I love her Sock-It-To-Me cake, but it's usually too much work for her to make one of those. (Baked in a bundt pan with random caches of brown sugar deposited throughout. I just love biting into one of those!)
Then there's my dad's fried catfish; I refuse to eat anyone else's. He raises them in the backyard pond, then deep-fries them up on his gas grill out in the garage. (Mom has banished him from the kitchen because of the fishy smell.)
Oh, and then there's Mom's salmon patties; her butter bean casserole; her potato salad; her coleslaw. The way she cooks up a mess of black-eyed peas, cornbread, green beans, apple or peach cobbler.
*sniff*
Gosh, I'm suddenly homesick. ALABAMA, HERE I COME! :clap:
wildernesse
09-04-2004, 06:50 AM
The way my mama cuts corn to make "creamed" corn--there's no cream, but plenty of pepper. And biscuits. And cornbread (without sugar!). And fried veggies--eggplant and squash and okra.
My mom doesn't cook anymore. She never liked to, but we all had to eat.
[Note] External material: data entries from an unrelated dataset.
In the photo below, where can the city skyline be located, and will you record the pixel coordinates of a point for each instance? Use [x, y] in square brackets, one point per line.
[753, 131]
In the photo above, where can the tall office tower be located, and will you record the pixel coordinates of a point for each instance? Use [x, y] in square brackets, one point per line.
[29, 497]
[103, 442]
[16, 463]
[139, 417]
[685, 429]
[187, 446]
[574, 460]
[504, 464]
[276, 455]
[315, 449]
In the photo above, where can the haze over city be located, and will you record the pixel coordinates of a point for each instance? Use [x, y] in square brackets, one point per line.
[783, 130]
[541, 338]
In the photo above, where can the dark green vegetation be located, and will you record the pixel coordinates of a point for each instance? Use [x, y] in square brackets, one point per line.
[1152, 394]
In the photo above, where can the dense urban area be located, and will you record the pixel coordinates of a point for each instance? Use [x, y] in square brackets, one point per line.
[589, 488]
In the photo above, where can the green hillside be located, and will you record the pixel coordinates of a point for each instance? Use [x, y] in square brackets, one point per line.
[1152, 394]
Luckily, fresh veggies from the garden in the summer didn't need too much help.
Yeah, this makes me homesick for summers at home, with me leaning my chair back on two legs and sun streaming through the kitchen windows.
livius drusus
09-04-2004, 04:44 PM
Mmmm... Puddings and patties and albondigas, oh my! Y'all have inspired me to pay homage to my mom's mashed potatoes which are the platonic form of the art, imnho. Add a wee drappie of those salty, light, delicious natural juices from the turkey, and you have the best part of Thanksgiving on a plate.
:homer:
RevDahlia
09-08-2004, 11:11 PM
My mother is the best cook I know, hands-down. I know that almost everyone insists that their mother is the best cook on the planet, but I swear mine really is. Not because she has many unique specialty dishes in her repertoire, but because she has flawless instincts; she never over-or-underspices anything, she always knows exactly when something is done, and so on. I don't remember her ever screwing up one dish. So I miss her cooking most when I've failed spectacularly at something that she can make in her sleep.
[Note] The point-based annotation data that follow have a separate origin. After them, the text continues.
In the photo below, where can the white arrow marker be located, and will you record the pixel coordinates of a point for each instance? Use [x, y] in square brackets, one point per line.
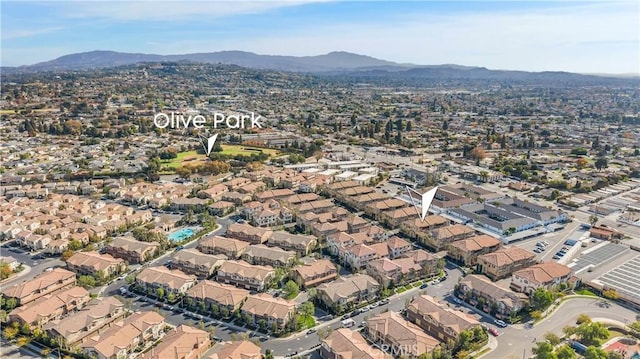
[210, 142]
[425, 201]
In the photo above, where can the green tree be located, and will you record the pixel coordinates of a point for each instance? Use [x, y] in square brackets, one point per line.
[552, 338]
[86, 281]
[591, 333]
[595, 353]
[541, 299]
[291, 289]
[544, 350]
[565, 352]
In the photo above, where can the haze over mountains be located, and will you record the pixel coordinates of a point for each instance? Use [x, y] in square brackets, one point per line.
[337, 62]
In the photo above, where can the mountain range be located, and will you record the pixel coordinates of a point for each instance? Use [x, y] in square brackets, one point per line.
[337, 62]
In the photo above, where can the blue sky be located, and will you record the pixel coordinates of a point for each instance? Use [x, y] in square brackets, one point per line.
[577, 36]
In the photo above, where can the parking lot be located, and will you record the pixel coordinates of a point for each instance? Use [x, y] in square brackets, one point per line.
[601, 254]
[624, 278]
She is also that rarity, a terrific home cook who is also a hotshot baker. Anecdote: my husband is a gingerbread fiend, so I decided to make a gingerbread birthday cake for him. After some sleuthing, I settled on this recipe. (http://www.epicurious.com/recipes/recipe_views/views/103087) It turned out just fine -- miraculously, because I am no baker ordinarily. Totally unbeknownst to me, Mom had found the same recipe and decided to make it, also for Mr. Dahlia's birthday. We both followed the recipe to the letter, except for that she used oatmeal stout and I used Guinness, and we both added fresh ginger. Her version arrived just as we were tucking into my version. Long story short, hers was gone in two days and mine was still sitting around a week later. I don't know how she does it. (That is an excellent recipe, by the way, even for non-hotshots.)
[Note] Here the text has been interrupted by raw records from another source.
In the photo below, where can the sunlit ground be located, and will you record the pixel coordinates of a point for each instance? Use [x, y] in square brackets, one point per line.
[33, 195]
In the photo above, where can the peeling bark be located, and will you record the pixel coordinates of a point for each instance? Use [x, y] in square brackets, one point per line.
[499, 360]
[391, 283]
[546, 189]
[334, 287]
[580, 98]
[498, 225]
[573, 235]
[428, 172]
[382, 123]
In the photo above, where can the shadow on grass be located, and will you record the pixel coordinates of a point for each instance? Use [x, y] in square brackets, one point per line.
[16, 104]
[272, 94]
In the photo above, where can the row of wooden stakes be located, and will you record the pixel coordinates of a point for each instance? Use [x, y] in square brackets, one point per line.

All that said, I have managed to successfully reproduce Mom's corn chowder, which is the dish I would always insist she make when I was sick or feeling otherwise bleak. All the amounts are variable, depending on how enormous of a cauldron you want to make. This soup is excellent in that, unlike most cream soups, it does not involve a single speck of flour.
Corn Chowder
Melt a couple of tablespoons of butter in the bottom of a large stockpot. Drop heat to medium-low. Add quite a bit of chopped onion, red pepper and celery, clap on the lid, and allow veggies to become completely limp. Add stock -- chicken or vegetable, and of course homemade is ideal -- salt, pepper, dried thyme, and (secret ingredient) one tablespoon of dark brown sugar or blackstrap molasses, and bring to the boil. Add potatoes cut in 1/2" dice, and cook until they are just just tender. Add frozen or fresh corn, about the same volume as the potatoes, and cook for about another two minutes. Lower heat to medium-low. With a potato masher, churn soup furiously until a good number of the potatoes have dissolved and soup thickens. Add milk, cream, or creme fraiche. Heat through, add a scant handful of chopped parsley, and garnish with any or all of the following: chopped scallion, croutons, grated sharp Cheddar, crumbled bacon.